The Church (there was really only one at the time; today of course it’s known as the Catholic Church) was not pleased, to put it mildly. They took umbrage at Galileo’s (and others), for this position because of its larger implications. After all, Earth was clearly identified in the Bible as God’s direct creation, the place where He put the pinnacle of his effort (man, naturally) and where he sent his Son (or Himself, as the Athanasian Creed defines God) to atone for the sins of mankind. And if the earth is that important in God’s plan for the universe, it clearly made sense that it be the pivot point around which everything else in the entire universe revolved. The Bible even says that “(God) set the earth on its foundations; it can never be moved.” (Psalms 104:5) So for some upstart astronomers to claim otherwise clearly challenged the primacy of the earth, God and His proxies on earth (or at least, as they thought of themselves), the Catholic hierarchy.
At that time, the Church was so closely linked to the government that they were virtually the same. If the Church wanted something badly, she was going to get it. So if you displeased the Church you were in deep trouble. Galileo was charged and subsequently convicted of heresy; he was able to save his life by recanting, saying he was wrong and the earth was the center of the universe. The story is that, as he was leaving the presence of the Pope he said (presumably under his breath) “And yet, it moves!” In any case, the Church accepted his reversal, sparing him from a death sentence, but he spent the rest of his life under house arrest. That sounds pretty harsh, but a contemporary of his, a Dominican friar named Giordano Bruno, was not nearly so lucky. He was also an astronomer (in addition to having expertise in mathematics, philosophy and poetry), but he went even farther than Galileo; he postulated (correctly, as it turned out) that the stars were nothing but distant versions of our Sun, with their own planets and moons circling them, and even having the possibility of supporting life on their local planets.
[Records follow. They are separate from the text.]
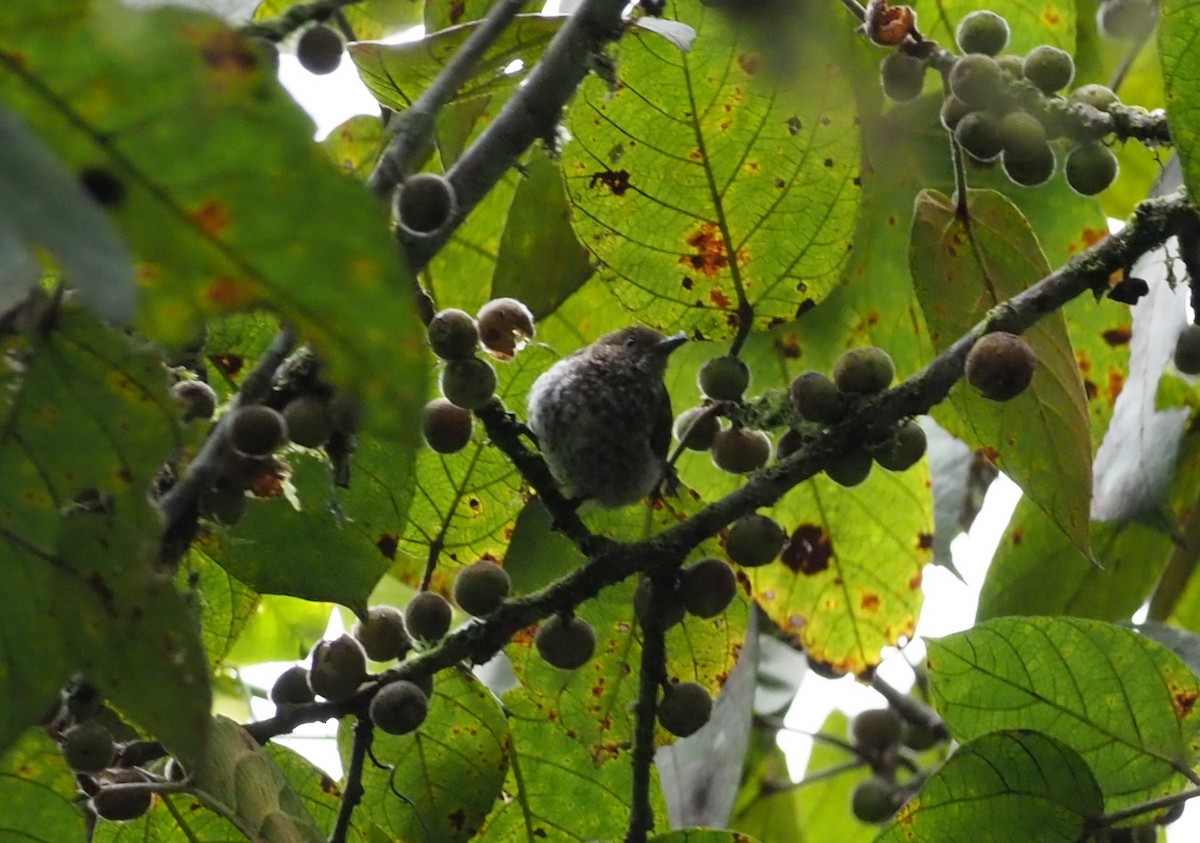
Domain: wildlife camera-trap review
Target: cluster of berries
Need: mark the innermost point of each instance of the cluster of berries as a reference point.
(468, 381)
(339, 667)
(999, 106)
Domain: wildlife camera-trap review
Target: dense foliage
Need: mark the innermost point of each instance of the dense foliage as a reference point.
(245, 377)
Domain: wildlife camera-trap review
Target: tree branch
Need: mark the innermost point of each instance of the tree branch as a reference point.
(364, 734)
(653, 673)
(179, 506)
(533, 112)
(414, 126)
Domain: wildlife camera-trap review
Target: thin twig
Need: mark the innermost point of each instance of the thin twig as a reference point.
(532, 113)
(653, 671)
(179, 506)
(353, 791)
(414, 126)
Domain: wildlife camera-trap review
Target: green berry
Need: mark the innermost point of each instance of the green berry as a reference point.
(904, 448)
(120, 806)
(977, 79)
(453, 334)
(982, 31)
(502, 323)
(789, 443)
(874, 800)
(1021, 133)
(876, 729)
(383, 634)
(197, 399)
(851, 468)
(754, 540)
(257, 430)
(815, 398)
(427, 616)
(425, 203)
(741, 450)
(339, 668)
(1012, 65)
(310, 423)
(953, 111)
(88, 747)
(863, 371)
(1091, 168)
(1126, 19)
(670, 609)
(565, 643)
(1097, 96)
(700, 431)
(292, 687)
(903, 77)
(1049, 69)
(1001, 365)
(724, 378)
(684, 709)
(978, 133)
(1032, 169)
(399, 707)
(445, 426)
(319, 49)
(468, 383)
(480, 589)
(707, 587)
(1187, 351)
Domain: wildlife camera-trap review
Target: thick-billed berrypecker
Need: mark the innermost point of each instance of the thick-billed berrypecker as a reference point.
(603, 417)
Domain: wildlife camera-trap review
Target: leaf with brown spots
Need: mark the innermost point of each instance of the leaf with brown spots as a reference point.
(1020, 785)
(749, 185)
(453, 767)
(228, 205)
(1121, 700)
(1042, 437)
(85, 422)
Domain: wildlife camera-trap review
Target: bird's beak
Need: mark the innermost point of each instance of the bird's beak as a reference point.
(669, 344)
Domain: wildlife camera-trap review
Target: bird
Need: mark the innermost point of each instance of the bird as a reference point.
(603, 417)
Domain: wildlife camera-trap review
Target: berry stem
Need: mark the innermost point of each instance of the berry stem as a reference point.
(653, 669)
(353, 791)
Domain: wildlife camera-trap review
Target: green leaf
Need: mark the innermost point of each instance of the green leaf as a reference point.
(355, 145)
(1037, 571)
(451, 769)
(85, 423)
(243, 781)
(208, 191)
(399, 73)
(1007, 785)
(595, 703)
(37, 791)
(281, 629)
(370, 19)
(1121, 700)
(48, 208)
(466, 502)
(749, 185)
(1039, 438)
(561, 788)
(540, 261)
(444, 13)
(226, 605)
(701, 836)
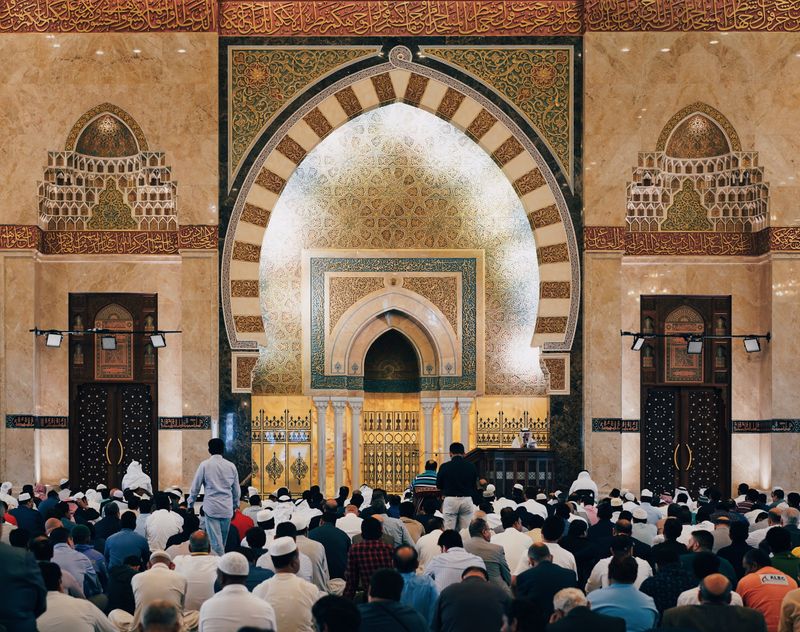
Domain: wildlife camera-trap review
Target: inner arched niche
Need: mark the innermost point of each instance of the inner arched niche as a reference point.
(398, 177)
(391, 365)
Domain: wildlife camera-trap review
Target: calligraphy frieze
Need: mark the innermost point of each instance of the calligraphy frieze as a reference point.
(395, 18)
(107, 16)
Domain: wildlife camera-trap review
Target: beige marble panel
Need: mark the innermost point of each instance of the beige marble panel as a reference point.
(172, 95)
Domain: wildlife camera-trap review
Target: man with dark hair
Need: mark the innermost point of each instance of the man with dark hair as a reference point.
(764, 587)
(669, 581)
(458, 480)
(366, 557)
(336, 614)
(714, 612)
(419, 591)
(542, 581)
(384, 612)
(622, 598)
(473, 604)
(492, 554)
(220, 481)
(65, 612)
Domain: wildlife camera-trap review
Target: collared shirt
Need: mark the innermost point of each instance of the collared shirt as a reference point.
(292, 599)
(363, 559)
(200, 571)
(160, 527)
(447, 568)
(76, 615)
(220, 481)
(420, 593)
(233, 608)
(627, 602)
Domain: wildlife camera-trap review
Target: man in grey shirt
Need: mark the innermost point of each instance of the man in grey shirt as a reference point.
(220, 481)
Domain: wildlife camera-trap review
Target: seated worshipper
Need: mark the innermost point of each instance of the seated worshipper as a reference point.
(515, 543)
(65, 612)
(704, 564)
(714, 614)
(125, 543)
(365, 557)
(288, 530)
(162, 523)
(136, 479)
(447, 568)
(120, 591)
(233, 607)
(493, 555)
(552, 530)
(81, 537)
(471, 605)
(571, 613)
(336, 614)
(428, 545)
(542, 581)
(703, 541)
(290, 596)
(669, 581)
(763, 587)
(75, 563)
(335, 542)
(350, 523)
(621, 546)
(622, 599)
(158, 583)
(199, 568)
(427, 478)
(28, 517)
(22, 592)
(419, 591)
(384, 612)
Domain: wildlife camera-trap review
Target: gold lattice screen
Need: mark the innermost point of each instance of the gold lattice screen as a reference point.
(281, 451)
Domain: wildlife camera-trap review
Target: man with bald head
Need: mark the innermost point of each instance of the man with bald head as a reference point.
(715, 612)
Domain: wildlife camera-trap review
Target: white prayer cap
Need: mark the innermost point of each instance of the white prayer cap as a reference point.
(234, 563)
(264, 515)
(282, 546)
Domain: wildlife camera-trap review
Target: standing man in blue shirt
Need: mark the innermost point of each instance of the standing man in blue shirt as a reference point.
(220, 481)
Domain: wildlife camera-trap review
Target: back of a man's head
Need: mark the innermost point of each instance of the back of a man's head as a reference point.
(385, 584)
(161, 616)
(336, 614)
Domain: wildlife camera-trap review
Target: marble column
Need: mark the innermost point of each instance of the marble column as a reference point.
(339, 407)
(321, 404)
(447, 406)
(356, 405)
(428, 404)
(464, 405)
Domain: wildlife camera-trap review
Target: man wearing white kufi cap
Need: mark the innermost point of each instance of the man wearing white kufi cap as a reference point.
(233, 607)
(291, 597)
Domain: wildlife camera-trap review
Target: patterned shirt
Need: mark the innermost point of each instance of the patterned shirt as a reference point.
(365, 558)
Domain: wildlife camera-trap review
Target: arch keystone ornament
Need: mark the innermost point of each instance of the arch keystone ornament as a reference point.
(401, 79)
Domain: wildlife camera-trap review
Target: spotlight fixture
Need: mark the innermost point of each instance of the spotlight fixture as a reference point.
(694, 346)
(752, 345)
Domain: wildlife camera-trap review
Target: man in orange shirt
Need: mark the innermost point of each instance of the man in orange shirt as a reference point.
(764, 587)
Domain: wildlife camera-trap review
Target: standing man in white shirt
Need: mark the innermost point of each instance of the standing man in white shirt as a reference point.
(220, 482)
(234, 607)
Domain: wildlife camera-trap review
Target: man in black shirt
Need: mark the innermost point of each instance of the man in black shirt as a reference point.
(458, 480)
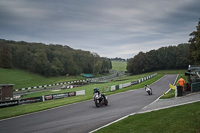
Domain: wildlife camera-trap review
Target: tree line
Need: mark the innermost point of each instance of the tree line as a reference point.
(171, 57)
(50, 60)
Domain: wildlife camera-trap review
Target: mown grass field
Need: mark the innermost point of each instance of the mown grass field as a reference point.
(180, 119)
(24, 79)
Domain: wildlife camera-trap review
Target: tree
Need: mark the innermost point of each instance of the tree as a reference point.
(194, 42)
(5, 55)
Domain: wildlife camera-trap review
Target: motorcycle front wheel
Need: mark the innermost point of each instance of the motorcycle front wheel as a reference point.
(97, 103)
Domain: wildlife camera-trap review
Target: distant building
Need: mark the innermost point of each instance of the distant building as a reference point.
(6, 92)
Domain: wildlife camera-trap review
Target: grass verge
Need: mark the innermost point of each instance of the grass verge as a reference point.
(185, 118)
(34, 107)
For his position (and refusal to recant), he was burned at the stake. (There are some who say that what really caused his death sentence was his mocking of the Pope rather than his positions on the nature of the universe, but that is a minority view, promoted largely by today’s Catholic church. Make your own judgement.)
The Enlightenment (a topic for several future blog entries) took the position that we could obtain answers about the physical world through careful observation; we didn’t need to depend on miracles or explanations that “God did it.” One clear example is the what we’ve been discussing: the observations of these early astronomers such as Copernicus, Galileo, Bruno and others. They looked up at the sky, watched what happened for a while and then, using nothing more than their brains and the rules of mathematics, figured out that the earth simply couldn’t be the center of the universe.
I think about that when I reflect on the vastness of the universe. As I said in my last blog entry, we’re on a planet circling a fairly unimpressive star, in one of the outer arms of a minor galaxy, out on the far end of Laniakea (our Super Cluster). There is absolutely nothing to make us stand out in any way, except for the fact that we’re here. It’s far more likely (given the number of stars we know have planets, and extrapolating that to the universe) that there are many places where life emerged, than that we are alone in the universe. So it makes me think how arrogant those Church leaders were, insisting against all the facts that literally everything in the universe revolved around us.
It would be laughable, except that they burned people to death if they disagreed.